At-Home Transcranial Direct Current Stimulation (tDCS) Using the NettleEndo Device for Reducing Symptoms of Endometriosis - A Pivotal Double-Blind, Randomized, Placebo-Controlled Clinical Trial
The goal of this clinical trial is to learn if a wearable brain stimulation device called NettleEndo can reduce chronic pelvic pain and improve wellbeing in women with endometriosis. The study also aims to assess the safety and usability of the device when used at home over several months. The main questions it aims to answer are: 1. Does at-home transcranial direct current stimulation (tDCS) reduce daily pain intensity in women with endometriosis? 2. Does the device also improve mood and sleep quality? Researchers will compare two groups-one receiving active brain stimulation and one receiving a sham (placebo) stimulation-to see if the active device provides greater improvements in symptoms. Participants will: 1. Use the NettleEndo device at home for 20 minutes per session, five times per week for 12 weeks 2. Be randomly assigned to receive either real or sham stimulation through the device 3. Complete daily and weekly symptom ratings through a mobile app 4. Be followed for 90 days after completing the intervention to monitor longer-term effects All activities are completed remotely using a smartphone app. Participants can contact the study team with questions at any time. The study is double-blind, meaning neither participants nor the researchers assessing outcomes will know who received active or sham treatment until the end of the trial.
• Female, 22-45 years old
• Assigned female at birth
• Fluent in English
• Capacity to consent
• Confirmed diagnosis of endometriosis by a qualified physician, via:
• Laparoscopic surgery with biopsy-proven endometriosis, OR
• Clear evidence of ovarian endometrioma or deep infiltrating endometriosis on ultrasound/MRI
• Pain levels:
⁃ For menstruating participants, all of the following need to be met:
• Regular menstrual cycles (21-35 days)
• Mean DYS NRS ≥4 during menstrual bleeding days (over the last 28 days, self-assessed)

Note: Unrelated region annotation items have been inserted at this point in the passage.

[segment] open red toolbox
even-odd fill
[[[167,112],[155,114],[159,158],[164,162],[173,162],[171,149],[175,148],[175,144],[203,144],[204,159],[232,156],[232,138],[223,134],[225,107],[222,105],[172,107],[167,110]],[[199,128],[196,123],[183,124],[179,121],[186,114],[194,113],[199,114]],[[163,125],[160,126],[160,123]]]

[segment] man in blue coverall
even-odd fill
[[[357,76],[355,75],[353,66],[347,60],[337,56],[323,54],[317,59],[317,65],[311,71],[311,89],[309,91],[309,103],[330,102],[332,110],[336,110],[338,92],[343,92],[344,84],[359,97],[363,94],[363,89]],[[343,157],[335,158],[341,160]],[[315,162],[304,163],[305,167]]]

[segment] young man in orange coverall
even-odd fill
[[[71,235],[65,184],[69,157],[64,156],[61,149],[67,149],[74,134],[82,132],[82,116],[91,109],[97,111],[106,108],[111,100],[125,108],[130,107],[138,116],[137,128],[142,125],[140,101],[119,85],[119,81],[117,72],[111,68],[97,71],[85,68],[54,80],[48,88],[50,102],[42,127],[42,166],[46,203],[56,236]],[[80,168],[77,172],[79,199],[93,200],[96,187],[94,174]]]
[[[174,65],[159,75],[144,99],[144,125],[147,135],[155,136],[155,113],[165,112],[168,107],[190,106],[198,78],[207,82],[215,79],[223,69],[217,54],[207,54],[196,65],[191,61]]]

• AND Mean NMPP NRS ≥4 during non-menstrual days (over the last 28 days, self-assessed)
⁃ For non-menstruating patients, all required:
• Irregular/absent cycles OR post-hysterectomy OR surgically menopausal
• Mean pelvic pain NRS ≥4 (over the last 28 days, self-assessed)
• Pain present on ≥50% of days
• Access to a smartphone with an internet data plan, phone must be iOS 13.4+, or Android 12+.
• No hormonal contraception or at least 6 months of consistent adherence to any hormonal contraception (e.g., IUD, pill, injection).
• Capacity to follow instructions and operate the study device.